Vor zwei Jahren hatte die NATO einen Beitritt Georgiens sowie der Ukraine aufgeschoben, wegen des Verhältnisses zu Russland. Das spielt auch diesmal eine wichtige Rolle: Heute kommt der russische Staatspräsident Dmitri Medwedjew nach Lissabon.

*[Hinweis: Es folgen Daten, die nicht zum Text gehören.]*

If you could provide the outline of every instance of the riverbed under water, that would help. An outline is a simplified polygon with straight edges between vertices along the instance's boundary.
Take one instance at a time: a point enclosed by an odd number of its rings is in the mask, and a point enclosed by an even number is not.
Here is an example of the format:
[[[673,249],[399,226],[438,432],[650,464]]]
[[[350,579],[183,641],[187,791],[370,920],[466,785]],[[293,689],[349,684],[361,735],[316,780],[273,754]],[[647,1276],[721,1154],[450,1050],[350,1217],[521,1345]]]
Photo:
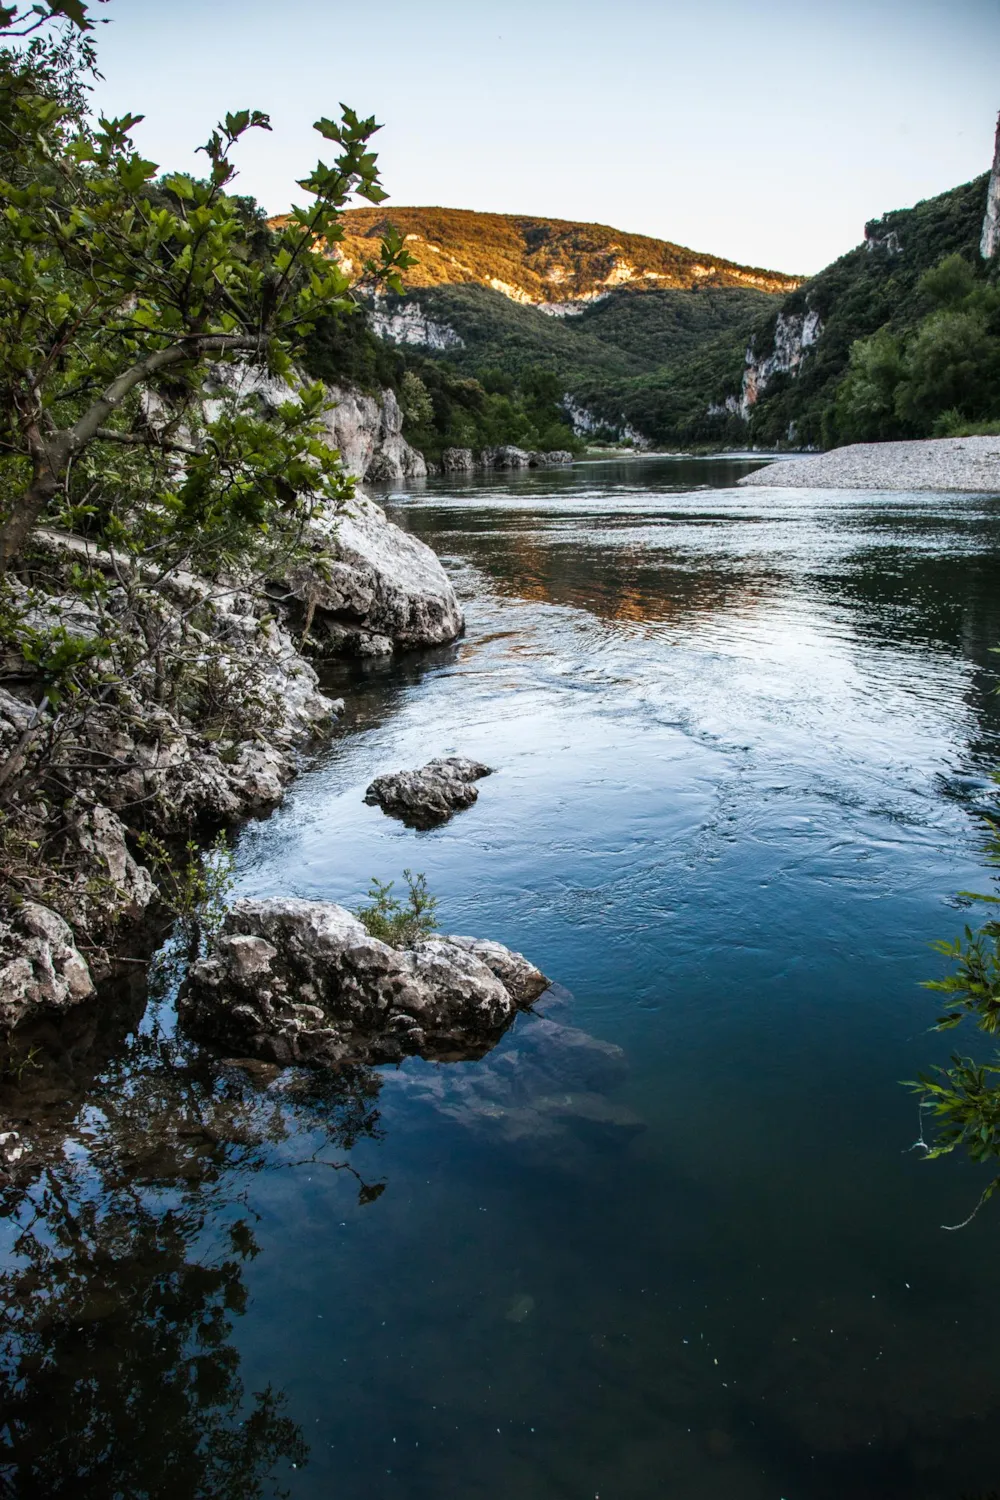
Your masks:
[[[988,1179],[909,1150],[900,1086],[955,1041],[919,984],[988,880],[1000,499],[751,467],[388,497],[467,634],[340,672],[239,892],[421,871],[554,989],[481,1061],[331,1078],[185,1043],[167,974],[45,1074],[0,1493],[1000,1489],[1000,1207],[942,1229]],[[497,773],[447,826],[364,805],[449,753]]]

Man sei zufrieden, sagt Polens Verteidigungsminister Bogdan Klich, weil die neue Strategie beinhalte, dass man mit Russland zusammenarbeiten müsse: in punkto Afghanistan, Piraterei, Terrorismus, Verbreitung von Massenvernichtungswaffen und so weiter.

Mit dem neuen Konzept habe der Generalsekretär fast eine Friedensmission vollbracht, sagt Euronews-Reporter José Miguel Sardo in Lissabon. Um die Zustimmung aller zu bekommen, habe er aber rhetorische Übungen vollführen müssen wie die, dass die NATO ein Bündnis mit Kernwaffen sei – aber zum Ziel eine kernwaffenfreie Welt habe.